CONTEMPLATION DE LA NATURE ET VISUALISATION DU COSMOS
2023
Vassil Ivanov était l’un des artistes bulgares les plus idiosyncratiques et inimitables. Une grande partie de son art n’a pas d’équivalent dans son pays d’origine. Talent polyvalent, outre le dessin et la peinture, il jouait du violon et s’intéressait également à la philosophie, la cosmologie, l’astrologie, la lecture des lignes de la main et le yoga. Ivanov était attiré par les enseignements de Petar Deunov et, à sa manière, il suivait certains des principes fondamentaux de Deunov, tant en ce qui concerne sa vision de l’art que sa philosophie de vie.
La construction de soi d’Ivanov en tant qu’artiste était tout sauf anodine. De 1971 à 1974, il a vécu à Paris et, de manière intermittente, en Suisse. À cette époque, son opus a été découvert par Picasso et Chagall, et il a dû rencontrer Giacometti. Il a exposé dans divers endroits, de l’Europe à l’Australie.

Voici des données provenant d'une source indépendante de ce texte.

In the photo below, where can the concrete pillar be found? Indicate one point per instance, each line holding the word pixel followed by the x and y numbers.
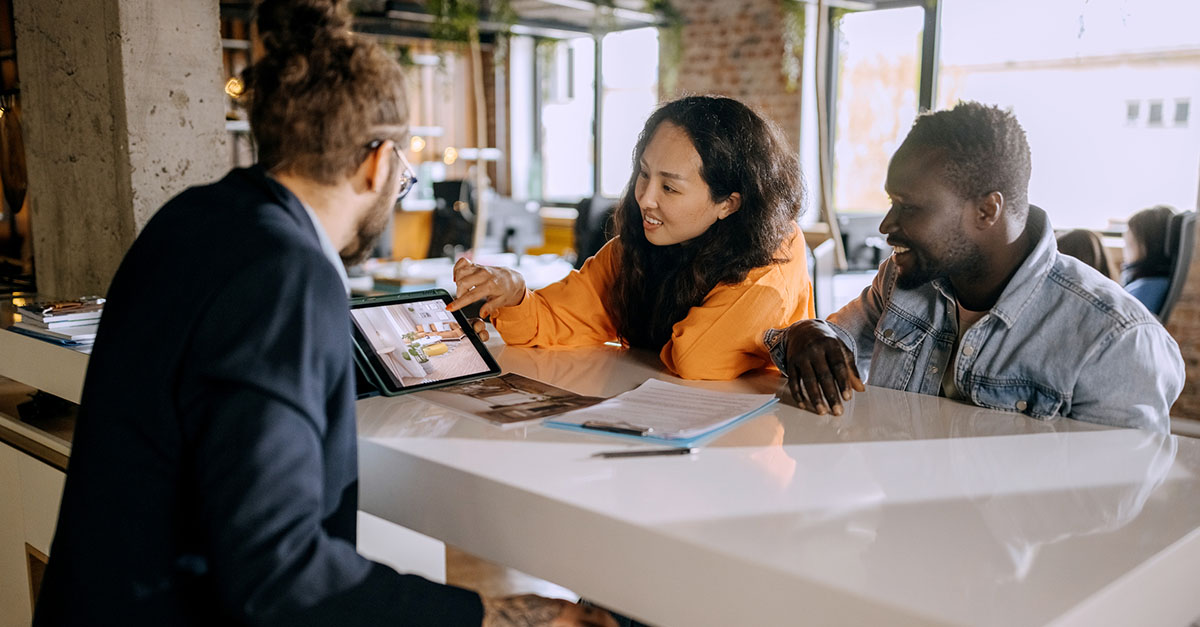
pixel 123 108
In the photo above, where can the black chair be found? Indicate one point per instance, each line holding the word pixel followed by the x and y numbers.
pixel 454 218
pixel 593 226
pixel 1181 242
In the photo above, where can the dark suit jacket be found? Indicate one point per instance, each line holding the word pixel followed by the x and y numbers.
pixel 214 473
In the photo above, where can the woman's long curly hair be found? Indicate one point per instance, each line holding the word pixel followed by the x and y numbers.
pixel 739 151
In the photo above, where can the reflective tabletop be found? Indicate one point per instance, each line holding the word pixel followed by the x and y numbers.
pixel 907 509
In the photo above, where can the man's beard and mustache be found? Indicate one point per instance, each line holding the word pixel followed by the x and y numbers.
pixel 963 258
pixel 372 224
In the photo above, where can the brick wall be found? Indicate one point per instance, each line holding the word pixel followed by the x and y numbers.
pixel 1185 327
pixel 737 49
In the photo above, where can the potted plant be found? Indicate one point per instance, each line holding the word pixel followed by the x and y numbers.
pixel 421 358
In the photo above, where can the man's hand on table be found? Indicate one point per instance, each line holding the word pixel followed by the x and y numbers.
pixel 531 610
pixel 820 368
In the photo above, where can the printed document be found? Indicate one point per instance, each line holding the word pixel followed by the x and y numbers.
pixel 669 411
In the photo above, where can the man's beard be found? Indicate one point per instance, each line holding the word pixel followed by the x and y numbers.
pixel 964 260
pixel 372 224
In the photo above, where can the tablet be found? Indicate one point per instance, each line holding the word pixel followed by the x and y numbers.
pixel 408 342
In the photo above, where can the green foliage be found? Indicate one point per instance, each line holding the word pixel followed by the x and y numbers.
pixel 457 22
pixel 454 19
pixel 793 41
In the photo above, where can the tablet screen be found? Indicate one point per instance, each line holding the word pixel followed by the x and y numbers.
pixel 412 341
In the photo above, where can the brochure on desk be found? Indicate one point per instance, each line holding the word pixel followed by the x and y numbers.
pixel 508 400
pixel 665 413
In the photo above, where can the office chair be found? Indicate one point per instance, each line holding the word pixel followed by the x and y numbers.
pixel 593 227
pixel 454 219
pixel 1181 242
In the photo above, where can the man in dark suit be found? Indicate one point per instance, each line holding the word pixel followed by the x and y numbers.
pixel 214 473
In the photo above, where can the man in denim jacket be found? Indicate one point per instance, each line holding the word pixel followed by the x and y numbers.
pixel 977 304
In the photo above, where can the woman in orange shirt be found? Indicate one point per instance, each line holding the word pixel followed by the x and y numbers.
pixel 707 257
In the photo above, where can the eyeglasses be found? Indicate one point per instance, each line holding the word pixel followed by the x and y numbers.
pixel 409 177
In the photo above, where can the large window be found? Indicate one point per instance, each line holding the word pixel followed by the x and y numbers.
pixel 876 83
pixel 1102 88
pixel 630 72
pixel 567 77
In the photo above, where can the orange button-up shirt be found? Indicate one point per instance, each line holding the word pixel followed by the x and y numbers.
pixel 719 339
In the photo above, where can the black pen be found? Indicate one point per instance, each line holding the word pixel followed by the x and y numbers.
pixel 647 453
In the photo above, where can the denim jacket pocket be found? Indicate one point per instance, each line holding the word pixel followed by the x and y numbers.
pixel 898 332
pixel 898 342
pixel 1018 395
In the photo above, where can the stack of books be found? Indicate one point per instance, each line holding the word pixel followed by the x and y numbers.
pixel 66 322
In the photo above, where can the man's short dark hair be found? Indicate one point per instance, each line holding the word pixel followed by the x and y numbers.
pixel 984 150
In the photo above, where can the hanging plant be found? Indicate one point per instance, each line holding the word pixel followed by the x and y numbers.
pixel 670 43
pixel 793 41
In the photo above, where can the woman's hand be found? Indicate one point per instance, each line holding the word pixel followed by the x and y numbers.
pixel 480 329
pixel 498 287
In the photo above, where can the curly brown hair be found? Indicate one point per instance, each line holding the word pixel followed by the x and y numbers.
pixel 739 151
pixel 321 93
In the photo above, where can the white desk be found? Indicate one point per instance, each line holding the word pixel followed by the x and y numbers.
pixel 907 511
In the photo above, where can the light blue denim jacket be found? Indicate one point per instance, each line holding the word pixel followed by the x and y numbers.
pixel 1062 340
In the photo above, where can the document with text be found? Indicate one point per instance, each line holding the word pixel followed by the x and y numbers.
pixel 658 410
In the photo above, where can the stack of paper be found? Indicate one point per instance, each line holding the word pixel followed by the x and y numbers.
pixel 665 412
pixel 66 322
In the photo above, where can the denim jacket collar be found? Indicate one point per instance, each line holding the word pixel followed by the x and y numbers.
pixel 1023 287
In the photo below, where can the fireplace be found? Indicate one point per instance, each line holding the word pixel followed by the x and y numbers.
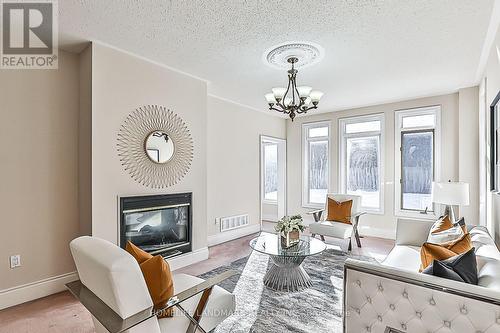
pixel 158 224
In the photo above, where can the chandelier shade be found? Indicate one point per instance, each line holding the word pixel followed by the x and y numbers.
pixel 293 99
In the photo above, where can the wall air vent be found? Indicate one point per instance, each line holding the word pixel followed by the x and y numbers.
pixel 233 222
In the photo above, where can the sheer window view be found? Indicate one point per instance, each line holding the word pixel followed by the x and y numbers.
pixel 417 170
pixel 417 133
pixel 318 168
pixel 363 170
pixel 317 163
pixel 271 172
pixel 361 160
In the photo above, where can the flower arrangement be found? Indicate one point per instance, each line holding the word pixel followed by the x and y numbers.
pixel 290 223
pixel 290 227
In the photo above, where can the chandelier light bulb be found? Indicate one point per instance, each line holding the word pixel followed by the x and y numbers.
pixel 304 91
pixel 293 100
pixel 270 98
pixel 278 93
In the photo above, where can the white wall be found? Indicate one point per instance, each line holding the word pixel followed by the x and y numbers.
pixel 492 87
pixel 121 83
pixel 233 164
pixel 374 224
pixel 39 175
pixel 468 145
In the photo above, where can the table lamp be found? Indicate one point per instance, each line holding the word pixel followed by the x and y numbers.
pixel 450 194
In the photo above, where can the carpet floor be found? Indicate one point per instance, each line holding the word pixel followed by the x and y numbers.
pixel 259 309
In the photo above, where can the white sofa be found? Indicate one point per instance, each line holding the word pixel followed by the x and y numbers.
pixel 394 295
pixel 114 276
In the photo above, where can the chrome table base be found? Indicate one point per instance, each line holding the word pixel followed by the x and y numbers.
pixel 287 274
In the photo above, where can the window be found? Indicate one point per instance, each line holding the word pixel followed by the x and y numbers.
pixel 270 172
pixel 316 146
pixel 361 171
pixel 417 156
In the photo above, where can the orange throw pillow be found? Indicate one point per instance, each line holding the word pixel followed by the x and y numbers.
pixel 157 275
pixel 430 252
pixel 339 211
pixel 442 224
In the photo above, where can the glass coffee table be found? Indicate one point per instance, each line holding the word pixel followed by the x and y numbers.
pixel 286 272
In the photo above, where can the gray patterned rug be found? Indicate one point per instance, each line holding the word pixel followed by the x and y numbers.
pixel 258 309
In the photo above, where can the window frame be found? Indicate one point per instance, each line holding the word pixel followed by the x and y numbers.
pixel 305 160
pixel 398 165
pixel 264 200
pixel 343 137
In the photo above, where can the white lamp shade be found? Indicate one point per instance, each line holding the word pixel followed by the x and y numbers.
pixel 278 92
pixel 450 193
pixel 270 98
pixel 304 91
pixel 316 95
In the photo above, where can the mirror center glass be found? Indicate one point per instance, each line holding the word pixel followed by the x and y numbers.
pixel 159 147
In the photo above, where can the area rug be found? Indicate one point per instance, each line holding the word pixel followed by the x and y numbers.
pixel 259 309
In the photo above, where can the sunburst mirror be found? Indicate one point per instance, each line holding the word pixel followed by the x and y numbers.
pixel 155 146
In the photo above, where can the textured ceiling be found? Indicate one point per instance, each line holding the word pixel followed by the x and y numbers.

La collection d’art de Vassil Ivanov de Boyan Atanassov a été soigneusement sélectionnée et équilibrée, couvrant des périodes et des tendances afin de présenter l’artiste le plus pleinement possible. Outre les peintures à l’huile, il existe des œuvres à la craie colorée et à l’aquarelle, des dessins à l’encre, au fusain et aux pastels noirs – des paysages, des natures mortes, des motifs figuratifs, des nus, des œuvres abstraites. Sans oublier, bien sûr, le célèbre Cycle Cosmique : des formes frappantes sur fond noir ou blanc, les principaux éléments formants de la personnalité d’Ivanov en tant qu’artiste.
En fait, la première exposition d’Ivanov, comprenant des œuvres de ce Cycle, a été inaugurée à Sofia en 1964. Peu de temps après, le New York Encyclopaedia of Visual Arts l’a décrit comme le précurseur d’une nouvelle direction dans l’art, appelée Graphique Cosmique.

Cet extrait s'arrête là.